Quel beau réveil ce matin! Encore un exploit du corps médical! Pour une fois les médecins n'y sont pour rien, ce sont les apprenties infirmières qui s'y collent. Si ce métier demande de la passion, cette passion se limite certainement aux brochures des écoles et des diverses offres de formation.

Machine, élève infirmière en troisième année, se plaint d'avoir été réquisitionnée dans un centre de vaccination pour faire les sus-nommés vaccins. La plainte, telle que formulée, est surtout concentrée sur le fait qu'elle ne sera pas payée pour le faire, hormis son allocation de stage, précise-t-elle inconsciemment.

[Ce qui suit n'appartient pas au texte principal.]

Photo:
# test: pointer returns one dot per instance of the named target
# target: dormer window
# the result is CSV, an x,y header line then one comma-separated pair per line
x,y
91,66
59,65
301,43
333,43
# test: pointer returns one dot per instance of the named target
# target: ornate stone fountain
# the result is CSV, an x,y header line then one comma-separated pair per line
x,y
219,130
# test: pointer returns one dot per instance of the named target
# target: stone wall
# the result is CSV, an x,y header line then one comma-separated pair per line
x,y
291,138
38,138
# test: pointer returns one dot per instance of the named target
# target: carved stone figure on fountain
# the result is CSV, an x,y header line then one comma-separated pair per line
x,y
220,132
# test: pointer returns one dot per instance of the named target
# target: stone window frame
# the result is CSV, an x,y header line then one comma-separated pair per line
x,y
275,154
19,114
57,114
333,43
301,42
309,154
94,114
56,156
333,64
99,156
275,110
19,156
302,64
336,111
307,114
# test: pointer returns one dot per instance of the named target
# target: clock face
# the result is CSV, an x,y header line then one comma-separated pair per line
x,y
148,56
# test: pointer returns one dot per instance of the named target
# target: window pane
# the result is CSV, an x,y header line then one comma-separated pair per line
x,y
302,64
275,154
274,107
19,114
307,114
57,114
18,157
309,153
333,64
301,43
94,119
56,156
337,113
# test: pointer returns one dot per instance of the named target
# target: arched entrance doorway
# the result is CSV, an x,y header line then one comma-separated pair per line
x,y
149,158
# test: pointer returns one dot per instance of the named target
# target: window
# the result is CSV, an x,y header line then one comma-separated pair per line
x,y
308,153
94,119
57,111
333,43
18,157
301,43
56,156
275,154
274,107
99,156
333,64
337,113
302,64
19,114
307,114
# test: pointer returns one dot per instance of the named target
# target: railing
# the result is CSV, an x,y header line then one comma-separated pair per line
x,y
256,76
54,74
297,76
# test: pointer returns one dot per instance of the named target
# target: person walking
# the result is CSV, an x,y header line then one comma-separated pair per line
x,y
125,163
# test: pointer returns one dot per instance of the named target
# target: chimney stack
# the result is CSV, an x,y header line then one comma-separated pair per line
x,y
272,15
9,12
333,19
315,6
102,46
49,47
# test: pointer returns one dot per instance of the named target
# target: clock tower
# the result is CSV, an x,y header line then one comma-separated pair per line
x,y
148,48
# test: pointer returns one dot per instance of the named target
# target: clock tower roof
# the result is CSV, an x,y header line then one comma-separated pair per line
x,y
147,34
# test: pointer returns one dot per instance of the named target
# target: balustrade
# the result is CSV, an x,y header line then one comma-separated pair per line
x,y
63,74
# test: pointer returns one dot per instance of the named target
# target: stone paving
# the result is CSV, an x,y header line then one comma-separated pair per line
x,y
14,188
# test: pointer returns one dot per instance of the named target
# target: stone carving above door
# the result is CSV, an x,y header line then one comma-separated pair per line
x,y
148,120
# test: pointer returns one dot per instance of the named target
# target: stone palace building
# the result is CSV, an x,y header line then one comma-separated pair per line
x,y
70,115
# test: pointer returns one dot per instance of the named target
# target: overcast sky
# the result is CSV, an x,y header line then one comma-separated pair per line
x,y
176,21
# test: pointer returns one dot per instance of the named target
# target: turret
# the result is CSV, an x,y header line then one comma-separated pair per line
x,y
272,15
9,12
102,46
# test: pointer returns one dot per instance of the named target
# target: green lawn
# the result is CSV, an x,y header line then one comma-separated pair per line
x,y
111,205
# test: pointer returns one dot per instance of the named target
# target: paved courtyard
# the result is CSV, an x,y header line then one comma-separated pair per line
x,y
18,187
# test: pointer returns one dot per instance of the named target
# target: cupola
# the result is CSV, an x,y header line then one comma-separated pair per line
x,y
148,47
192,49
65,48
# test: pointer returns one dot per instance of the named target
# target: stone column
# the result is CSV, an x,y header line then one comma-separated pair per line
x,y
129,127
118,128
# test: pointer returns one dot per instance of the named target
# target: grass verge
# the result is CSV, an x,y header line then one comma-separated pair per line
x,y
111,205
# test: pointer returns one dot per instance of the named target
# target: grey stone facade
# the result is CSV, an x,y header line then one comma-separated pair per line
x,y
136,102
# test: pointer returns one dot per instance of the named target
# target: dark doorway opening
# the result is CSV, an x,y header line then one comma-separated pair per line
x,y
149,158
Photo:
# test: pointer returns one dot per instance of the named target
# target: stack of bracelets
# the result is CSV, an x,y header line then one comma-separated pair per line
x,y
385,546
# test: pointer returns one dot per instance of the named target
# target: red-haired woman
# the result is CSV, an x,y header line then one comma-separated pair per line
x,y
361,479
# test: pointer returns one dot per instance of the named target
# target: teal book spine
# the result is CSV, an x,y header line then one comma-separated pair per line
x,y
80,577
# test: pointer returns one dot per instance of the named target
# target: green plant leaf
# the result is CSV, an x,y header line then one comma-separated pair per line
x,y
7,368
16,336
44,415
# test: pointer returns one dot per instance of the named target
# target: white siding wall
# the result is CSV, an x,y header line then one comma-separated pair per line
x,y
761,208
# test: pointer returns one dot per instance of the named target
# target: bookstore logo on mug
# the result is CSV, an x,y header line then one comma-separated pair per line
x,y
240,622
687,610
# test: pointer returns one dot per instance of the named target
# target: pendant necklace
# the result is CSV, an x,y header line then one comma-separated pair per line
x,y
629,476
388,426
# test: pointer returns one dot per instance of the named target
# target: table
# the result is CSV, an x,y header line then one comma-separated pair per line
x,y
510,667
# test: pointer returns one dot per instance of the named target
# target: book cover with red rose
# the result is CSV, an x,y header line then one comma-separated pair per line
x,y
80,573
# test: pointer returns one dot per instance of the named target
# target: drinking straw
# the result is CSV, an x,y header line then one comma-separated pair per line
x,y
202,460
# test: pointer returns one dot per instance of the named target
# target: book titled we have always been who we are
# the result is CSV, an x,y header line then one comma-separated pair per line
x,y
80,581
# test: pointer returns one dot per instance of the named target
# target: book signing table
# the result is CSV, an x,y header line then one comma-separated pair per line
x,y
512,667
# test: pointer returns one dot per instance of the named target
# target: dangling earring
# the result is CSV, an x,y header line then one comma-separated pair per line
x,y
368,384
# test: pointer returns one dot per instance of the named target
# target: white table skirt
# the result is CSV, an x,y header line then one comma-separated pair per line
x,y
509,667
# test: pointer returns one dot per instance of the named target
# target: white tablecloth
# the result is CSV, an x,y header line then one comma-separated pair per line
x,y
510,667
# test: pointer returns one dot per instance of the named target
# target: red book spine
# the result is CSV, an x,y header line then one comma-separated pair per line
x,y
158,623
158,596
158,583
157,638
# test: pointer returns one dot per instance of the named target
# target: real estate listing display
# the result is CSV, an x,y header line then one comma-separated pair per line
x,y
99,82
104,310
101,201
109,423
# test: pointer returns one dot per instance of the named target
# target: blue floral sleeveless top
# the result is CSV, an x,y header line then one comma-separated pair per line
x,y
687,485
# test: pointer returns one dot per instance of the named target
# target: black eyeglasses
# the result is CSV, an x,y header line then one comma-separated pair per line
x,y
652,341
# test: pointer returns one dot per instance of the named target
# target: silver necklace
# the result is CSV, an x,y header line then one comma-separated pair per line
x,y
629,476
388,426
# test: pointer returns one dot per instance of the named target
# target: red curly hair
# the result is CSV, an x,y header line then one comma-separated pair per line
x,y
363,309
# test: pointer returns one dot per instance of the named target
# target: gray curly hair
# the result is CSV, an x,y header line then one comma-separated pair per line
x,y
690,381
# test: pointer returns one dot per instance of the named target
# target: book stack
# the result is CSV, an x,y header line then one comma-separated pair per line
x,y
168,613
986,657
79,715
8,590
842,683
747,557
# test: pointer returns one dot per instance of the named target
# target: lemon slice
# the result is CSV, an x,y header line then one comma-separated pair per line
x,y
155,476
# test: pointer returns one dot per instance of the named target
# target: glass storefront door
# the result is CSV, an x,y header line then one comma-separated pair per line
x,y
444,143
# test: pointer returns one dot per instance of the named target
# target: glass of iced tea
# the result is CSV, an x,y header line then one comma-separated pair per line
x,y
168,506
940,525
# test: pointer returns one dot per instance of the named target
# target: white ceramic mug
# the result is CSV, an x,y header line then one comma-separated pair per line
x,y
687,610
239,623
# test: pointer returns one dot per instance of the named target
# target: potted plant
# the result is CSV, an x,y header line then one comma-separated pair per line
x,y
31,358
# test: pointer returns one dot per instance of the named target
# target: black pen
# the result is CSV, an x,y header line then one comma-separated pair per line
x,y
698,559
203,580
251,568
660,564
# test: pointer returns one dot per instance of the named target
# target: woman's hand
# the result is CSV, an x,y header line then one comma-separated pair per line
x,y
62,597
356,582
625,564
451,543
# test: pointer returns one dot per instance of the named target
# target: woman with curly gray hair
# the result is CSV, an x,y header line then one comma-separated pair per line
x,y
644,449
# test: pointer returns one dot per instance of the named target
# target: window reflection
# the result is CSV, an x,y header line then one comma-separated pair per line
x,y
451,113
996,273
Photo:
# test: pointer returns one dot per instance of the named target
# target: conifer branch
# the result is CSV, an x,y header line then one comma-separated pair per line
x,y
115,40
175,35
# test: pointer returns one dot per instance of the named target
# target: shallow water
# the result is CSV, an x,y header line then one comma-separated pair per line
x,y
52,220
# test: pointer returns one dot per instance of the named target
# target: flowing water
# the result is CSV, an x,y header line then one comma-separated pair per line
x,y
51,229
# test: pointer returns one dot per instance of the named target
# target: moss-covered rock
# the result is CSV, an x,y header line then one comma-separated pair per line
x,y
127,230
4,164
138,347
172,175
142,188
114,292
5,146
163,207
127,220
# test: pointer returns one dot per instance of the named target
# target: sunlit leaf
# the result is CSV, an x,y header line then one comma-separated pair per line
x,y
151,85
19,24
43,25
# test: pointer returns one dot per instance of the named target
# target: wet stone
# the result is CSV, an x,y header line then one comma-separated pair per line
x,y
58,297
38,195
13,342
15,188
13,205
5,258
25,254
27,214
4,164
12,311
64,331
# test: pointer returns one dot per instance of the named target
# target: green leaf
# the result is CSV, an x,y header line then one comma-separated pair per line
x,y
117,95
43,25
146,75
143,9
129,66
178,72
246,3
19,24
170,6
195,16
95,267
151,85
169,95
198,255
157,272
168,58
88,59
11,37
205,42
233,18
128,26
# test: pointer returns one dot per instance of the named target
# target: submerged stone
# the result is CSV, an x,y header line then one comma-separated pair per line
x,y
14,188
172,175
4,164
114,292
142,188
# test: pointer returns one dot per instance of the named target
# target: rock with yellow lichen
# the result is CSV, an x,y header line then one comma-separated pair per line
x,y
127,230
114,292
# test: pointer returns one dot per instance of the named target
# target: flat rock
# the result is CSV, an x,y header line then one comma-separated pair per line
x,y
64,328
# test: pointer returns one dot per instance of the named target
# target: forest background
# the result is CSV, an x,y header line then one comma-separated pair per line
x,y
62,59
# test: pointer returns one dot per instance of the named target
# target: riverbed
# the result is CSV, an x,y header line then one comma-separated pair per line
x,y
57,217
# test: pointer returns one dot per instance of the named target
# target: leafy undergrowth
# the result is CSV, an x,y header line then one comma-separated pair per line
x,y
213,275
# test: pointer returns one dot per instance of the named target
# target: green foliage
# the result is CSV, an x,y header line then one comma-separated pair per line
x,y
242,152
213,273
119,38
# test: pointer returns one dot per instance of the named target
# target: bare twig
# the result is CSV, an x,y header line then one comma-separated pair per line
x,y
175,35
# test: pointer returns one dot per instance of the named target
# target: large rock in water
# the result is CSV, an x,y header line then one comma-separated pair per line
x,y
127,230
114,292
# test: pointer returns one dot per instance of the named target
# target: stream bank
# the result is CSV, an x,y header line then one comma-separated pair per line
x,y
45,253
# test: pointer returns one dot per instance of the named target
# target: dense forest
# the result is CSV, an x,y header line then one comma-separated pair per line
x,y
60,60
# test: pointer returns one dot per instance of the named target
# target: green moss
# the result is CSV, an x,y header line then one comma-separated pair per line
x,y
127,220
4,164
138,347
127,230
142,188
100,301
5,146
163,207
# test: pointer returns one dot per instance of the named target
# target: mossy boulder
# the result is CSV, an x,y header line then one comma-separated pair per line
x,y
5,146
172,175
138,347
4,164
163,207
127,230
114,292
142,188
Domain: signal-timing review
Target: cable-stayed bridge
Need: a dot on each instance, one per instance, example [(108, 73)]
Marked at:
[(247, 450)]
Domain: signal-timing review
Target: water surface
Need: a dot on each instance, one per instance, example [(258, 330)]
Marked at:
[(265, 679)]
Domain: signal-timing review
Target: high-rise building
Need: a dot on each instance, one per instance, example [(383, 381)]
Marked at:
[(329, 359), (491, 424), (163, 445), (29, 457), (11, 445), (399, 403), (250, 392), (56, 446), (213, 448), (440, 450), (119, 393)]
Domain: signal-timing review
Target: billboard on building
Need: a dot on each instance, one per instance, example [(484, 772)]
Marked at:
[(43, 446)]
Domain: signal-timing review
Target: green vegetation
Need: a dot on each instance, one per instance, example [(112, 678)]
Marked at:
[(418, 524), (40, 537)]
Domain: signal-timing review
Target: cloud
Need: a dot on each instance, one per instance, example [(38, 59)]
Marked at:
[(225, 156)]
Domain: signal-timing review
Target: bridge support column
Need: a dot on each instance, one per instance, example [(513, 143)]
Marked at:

Une nouvelle dérive? Non, une évolution. Il n'y a rien de gênant à annoncer que son ultime but dans la vie est de gagner de l'argent. Particulièrement, quand nous exerçons des métiers que nous pouvons recouvrir qu'un plaquage humanitaire glorieux. Qu'importe si nous faisons un métier qui ne nous correspond pas, qu'importe si nous serons dépressifs durant 40ans, du moment que ça rapporte. Mieux vaut être riche et névrosé que pauvre et heureux. La notion de vie n'existe plus car elle n'a pas de cotation et nous en sommes fiers.
Petitesse quand tu nous tiens!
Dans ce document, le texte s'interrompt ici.